I’ve not come across such a sparse file yet in APFS, but the way this is currently handled appears correct: the storage space taken is that actually used at present, not its potential maximum. If you work with files which are stored in sparse format, you should be mindful of this, but most users can safely ignore it.
Hard links
Hard links are not new to APFS, and in fact are central to the way that Time Machine builds it backups (still on HFS+), but if you’ve ever browsed your backup folder in the Finder, you will have noticed that each backup appears to occupy an impossibly large amount of disk space, equal to the total used space at the time that backup was made. Multiply that up by the number of backups, and the total size is many times larger than the size of the storage.
The problem with hard links and file sizes is essentially the same in APFS as it is in HFS+: in reality, hard links occupy no space at all, as they are merely additional directory entries to a common file.
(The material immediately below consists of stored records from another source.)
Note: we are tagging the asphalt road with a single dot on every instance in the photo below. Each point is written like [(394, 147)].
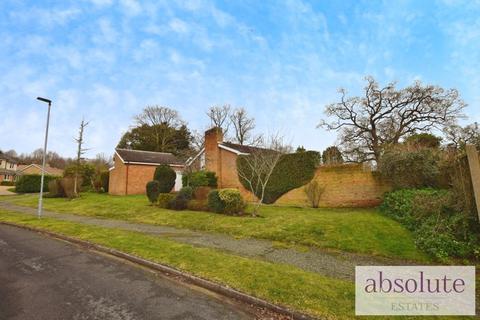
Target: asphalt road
[(44, 278)]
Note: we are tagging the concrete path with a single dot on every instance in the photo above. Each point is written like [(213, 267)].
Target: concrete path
[(4, 191), (333, 264), (46, 279)]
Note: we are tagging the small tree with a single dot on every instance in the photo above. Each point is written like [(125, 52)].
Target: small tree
[(256, 168), (314, 192), (166, 177)]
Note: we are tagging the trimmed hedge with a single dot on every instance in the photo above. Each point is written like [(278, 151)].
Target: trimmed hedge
[(166, 177), (29, 183), (292, 171), (200, 178)]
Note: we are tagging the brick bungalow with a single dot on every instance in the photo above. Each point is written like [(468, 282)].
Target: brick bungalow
[(132, 169)]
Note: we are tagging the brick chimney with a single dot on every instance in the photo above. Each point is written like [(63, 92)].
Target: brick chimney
[(212, 153)]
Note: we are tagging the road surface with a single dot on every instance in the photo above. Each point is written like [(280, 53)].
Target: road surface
[(47, 279)]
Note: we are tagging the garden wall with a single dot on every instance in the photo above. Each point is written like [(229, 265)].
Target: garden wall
[(346, 185)]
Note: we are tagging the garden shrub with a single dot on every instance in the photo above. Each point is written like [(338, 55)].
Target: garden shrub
[(197, 205), (314, 192), (187, 192), (292, 171), (200, 178), (166, 177), (232, 200), (31, 183), (178, 203), (439, 228), (215, 204), (153, 190), (164, 199)]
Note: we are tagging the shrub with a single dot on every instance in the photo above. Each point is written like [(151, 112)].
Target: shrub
[(214, 202), (187, 192), (292, 171), (55, 189), (166, 177), (233, 202), (179, 202), (408, 167), (314, 192), (164, 199), (200, 178), (31, 183), (153, 190), (197, 205)]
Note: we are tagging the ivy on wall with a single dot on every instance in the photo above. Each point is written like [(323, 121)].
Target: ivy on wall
[(292, 171)]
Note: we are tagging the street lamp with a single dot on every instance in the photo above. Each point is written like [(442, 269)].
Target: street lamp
[(44, 156)]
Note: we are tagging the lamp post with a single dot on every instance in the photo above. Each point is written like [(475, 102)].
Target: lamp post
[(40, 199)]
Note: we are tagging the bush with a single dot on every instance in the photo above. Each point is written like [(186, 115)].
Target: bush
[(228, 201), (31, 183), (292, 171), (200, 178), (153, 190), (197, 205), (314, 192), (439, 229), (166, 177), (214, 202), (179, 202), (164, 199), (187, 192), (233, 201)]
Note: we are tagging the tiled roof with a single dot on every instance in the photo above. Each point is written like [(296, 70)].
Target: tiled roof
[(148, 157)]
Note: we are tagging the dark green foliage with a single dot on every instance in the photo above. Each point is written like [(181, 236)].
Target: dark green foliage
[(215, 204), (166, 177), (105, 179), (200, 178), (292, 171), (153, 190), (186, 192), (164, 199), (179, 202), (425, 140), (439, 229), (410, 167), (31, 183), (86, 171), (332, 155)]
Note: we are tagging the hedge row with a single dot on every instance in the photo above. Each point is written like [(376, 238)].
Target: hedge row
[(292, 171)]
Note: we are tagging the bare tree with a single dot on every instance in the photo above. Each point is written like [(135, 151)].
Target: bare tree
[(244, 125), (384, 116), (80, 152), (164, 122), (256, 168), (219, 117)]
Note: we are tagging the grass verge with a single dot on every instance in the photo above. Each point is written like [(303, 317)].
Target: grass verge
[(364, 231)]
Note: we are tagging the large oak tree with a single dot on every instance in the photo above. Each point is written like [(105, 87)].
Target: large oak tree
[(384, 116)]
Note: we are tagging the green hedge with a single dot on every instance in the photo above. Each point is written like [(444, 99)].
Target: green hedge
[(292, 171), (31, 183)]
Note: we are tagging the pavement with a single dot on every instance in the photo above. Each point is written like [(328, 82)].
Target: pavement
[(47, 279), (339, 265), (4, 191)]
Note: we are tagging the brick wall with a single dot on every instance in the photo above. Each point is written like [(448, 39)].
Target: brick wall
[(345, 186)]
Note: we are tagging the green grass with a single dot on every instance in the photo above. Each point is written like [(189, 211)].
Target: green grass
[(364, 231)]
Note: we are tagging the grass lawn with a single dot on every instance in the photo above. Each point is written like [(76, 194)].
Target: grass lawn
[(355, 230)]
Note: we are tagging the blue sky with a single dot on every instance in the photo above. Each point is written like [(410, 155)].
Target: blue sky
[(281, 60)]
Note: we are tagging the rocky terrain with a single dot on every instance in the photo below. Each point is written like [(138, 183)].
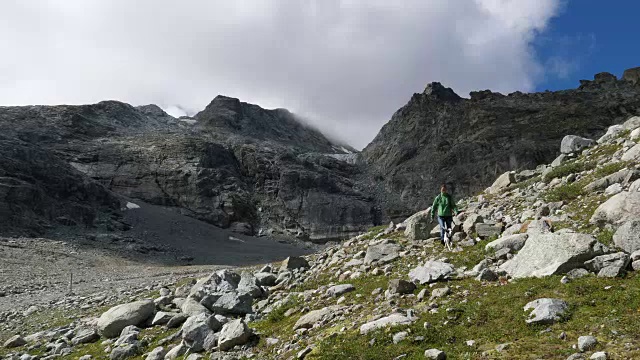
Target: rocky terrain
[(544, 266)]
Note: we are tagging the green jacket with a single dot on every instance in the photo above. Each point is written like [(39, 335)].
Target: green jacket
[(444, 205)]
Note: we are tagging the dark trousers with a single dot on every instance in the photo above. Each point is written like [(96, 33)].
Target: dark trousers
[(442, 220)]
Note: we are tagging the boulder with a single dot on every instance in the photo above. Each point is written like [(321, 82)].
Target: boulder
[(338, 290), (387, 321), (382, 253), (502, 182), (552, 253), (546, 311), (488, 230), (111, 323), (398, 286), (627, 237), (620, 208), (572, 144), (435, 354), (511, 242), (610, 265), (431, 271), (418, 226), (233, 333), (294, 262)]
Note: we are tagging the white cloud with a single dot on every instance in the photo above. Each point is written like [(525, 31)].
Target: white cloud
[(345, 64)]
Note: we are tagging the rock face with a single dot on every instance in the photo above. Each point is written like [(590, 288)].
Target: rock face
[(236, 165), (118, 317), (440, 137), (552, 253)]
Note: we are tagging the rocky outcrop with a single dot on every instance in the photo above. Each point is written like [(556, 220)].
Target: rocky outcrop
[(439, 137)]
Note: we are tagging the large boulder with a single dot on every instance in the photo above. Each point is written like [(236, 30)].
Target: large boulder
[(111, 323), (382, 253), (431, 271), (546, 311), (620, 208), (610, 265), (552, 253), (502, 182), (627, 237), (511, 242), (418, 226), (572, 143), (387, 321), (233, 333)]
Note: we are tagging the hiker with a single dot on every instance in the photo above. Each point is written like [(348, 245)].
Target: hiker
[(445, 208)]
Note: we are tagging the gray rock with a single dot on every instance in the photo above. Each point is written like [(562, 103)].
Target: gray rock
[(610, 265), (156, 354), (85, 336), (586, 343), (572, 144), (553, 253), (382, 253), (418, 226), (338, 290), (387, 321), (431, 271), (627, 237), (511, 242), (599, 355), (435, 354), (620, 208), (177, 320), (546, 311), (15, 341), (294, 262), (397, 286), (111, 323), (233, 333)]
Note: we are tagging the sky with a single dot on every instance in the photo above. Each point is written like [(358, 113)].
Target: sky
[(344, 66)]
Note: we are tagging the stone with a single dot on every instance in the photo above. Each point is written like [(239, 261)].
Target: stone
[(339, 290), (313, 317), (294, 262), (620, 208), (431, 271), (111, 323), (511, 242), (572, 144), (610, 265), (502, 182), (15, 341), (176, 321), (85, 336), (156, 354), (599, 355), (397, 286), (488, 230), (435, 354), (382, 253), (469, 225), (552, 253), (418, 226), (387, 321), (627, 237), (161, 318), (191, 307), (586, 343), (546, 311), (233, 333)]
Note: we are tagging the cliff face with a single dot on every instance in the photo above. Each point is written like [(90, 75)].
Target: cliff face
[(439, 137), (233, 165)]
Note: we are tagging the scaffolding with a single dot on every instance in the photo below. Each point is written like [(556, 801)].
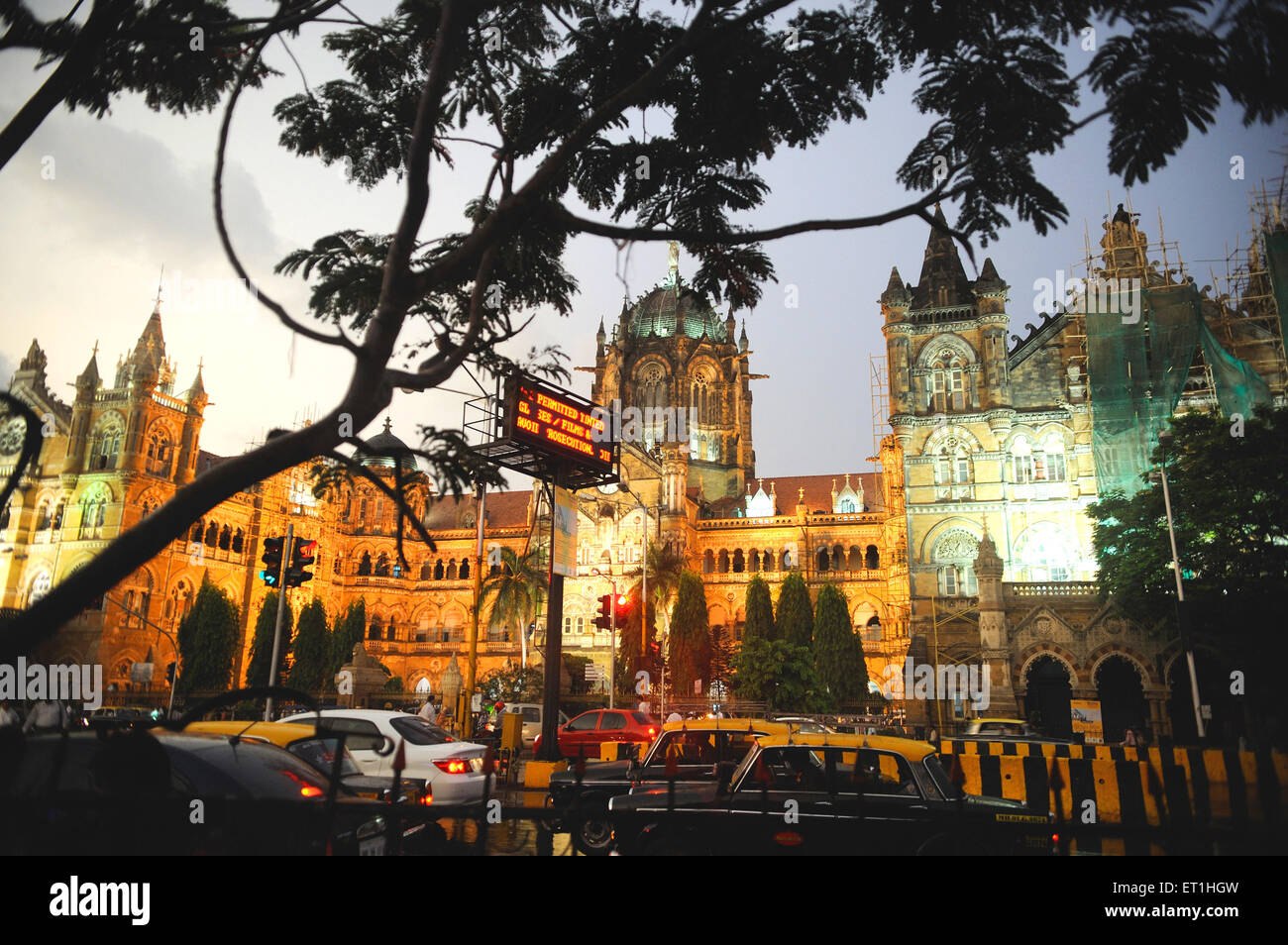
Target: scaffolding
[(879, 373), (1179, 351)]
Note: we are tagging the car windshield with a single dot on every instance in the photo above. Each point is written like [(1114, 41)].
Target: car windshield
[(419, 731), (934, 765), (320, 752)]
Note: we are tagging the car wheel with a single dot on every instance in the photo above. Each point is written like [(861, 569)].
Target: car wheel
[(590, 828)]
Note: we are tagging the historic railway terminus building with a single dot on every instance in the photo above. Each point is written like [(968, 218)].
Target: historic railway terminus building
[(970, 542)]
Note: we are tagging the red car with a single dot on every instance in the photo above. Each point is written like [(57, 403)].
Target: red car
[(588, 731)]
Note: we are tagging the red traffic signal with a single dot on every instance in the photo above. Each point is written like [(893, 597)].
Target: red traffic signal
[(605, 613), (301, 557), (271, 559)]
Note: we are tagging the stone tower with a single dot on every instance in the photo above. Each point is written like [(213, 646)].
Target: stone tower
[(675, 361)]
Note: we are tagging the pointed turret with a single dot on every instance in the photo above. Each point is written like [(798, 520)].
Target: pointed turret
[(943, 278), (897, 292), (990, 282), (197, 391), (89, 378)]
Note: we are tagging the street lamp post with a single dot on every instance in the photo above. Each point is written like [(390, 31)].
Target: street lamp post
[(1164, 441), (612, 639)]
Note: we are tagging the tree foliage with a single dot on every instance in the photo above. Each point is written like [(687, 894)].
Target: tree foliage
[(312, 649), (690, 645), (207, 641), (349, 630), (837, 649), (760, 612), (262, 643), (549, 98), (795, 618), (1229, 499), (781, 675)]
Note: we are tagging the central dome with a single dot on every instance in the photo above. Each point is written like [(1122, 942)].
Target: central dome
[(662, 309)]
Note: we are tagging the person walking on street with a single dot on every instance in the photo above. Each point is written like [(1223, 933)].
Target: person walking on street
[(47, 716)]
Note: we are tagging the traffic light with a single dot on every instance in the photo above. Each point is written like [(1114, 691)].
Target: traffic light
[(271, 559), (301, 557), (605, 613)]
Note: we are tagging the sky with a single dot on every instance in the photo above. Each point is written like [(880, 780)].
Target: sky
[(91, 211)]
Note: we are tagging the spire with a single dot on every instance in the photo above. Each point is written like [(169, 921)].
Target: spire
[(897, 292), (35, 358), (89, 377), (941, 267), (198, 387), (990, 282)]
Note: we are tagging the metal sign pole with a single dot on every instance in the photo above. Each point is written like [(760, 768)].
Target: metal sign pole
[(287, 548)]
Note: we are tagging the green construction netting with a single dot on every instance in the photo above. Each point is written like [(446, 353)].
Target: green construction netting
[(1276, 261), (1137, 373)]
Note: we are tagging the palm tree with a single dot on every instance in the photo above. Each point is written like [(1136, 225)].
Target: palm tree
[(515, 589), (665, 567)]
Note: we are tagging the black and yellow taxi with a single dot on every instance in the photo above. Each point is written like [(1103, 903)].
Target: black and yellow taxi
[(836, 794), (697, 750), (318, 751)]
If you have one original file of 1 GB and ten hard links to that, the total space occupied is still only 1 GB, although the Finder will report a total of 11 GB.
Few of us (outside Time Machine backups) use hard links sufficiently to make this a problem, and the only situation in which it can become confusing is in Time Machine backups, which currently can’t be stored on APFS volumes anyway. It’s another example of where simply totalling file sizes, as the Finder does, can mislead.
What not to trust
Given the limitations of the Finder that I have explained above, is there any other tool which you should avoid trusting?
The Storage tab in About This Mac is the most likely to be fooled by Finder Aliases, links, and the factors above. It can be useful as it is the only guide to what types of data are taking up storage space, but when you want to know how much space is used or free on any volume or disk, use Disk Utility: it’s much more likely to be accurate.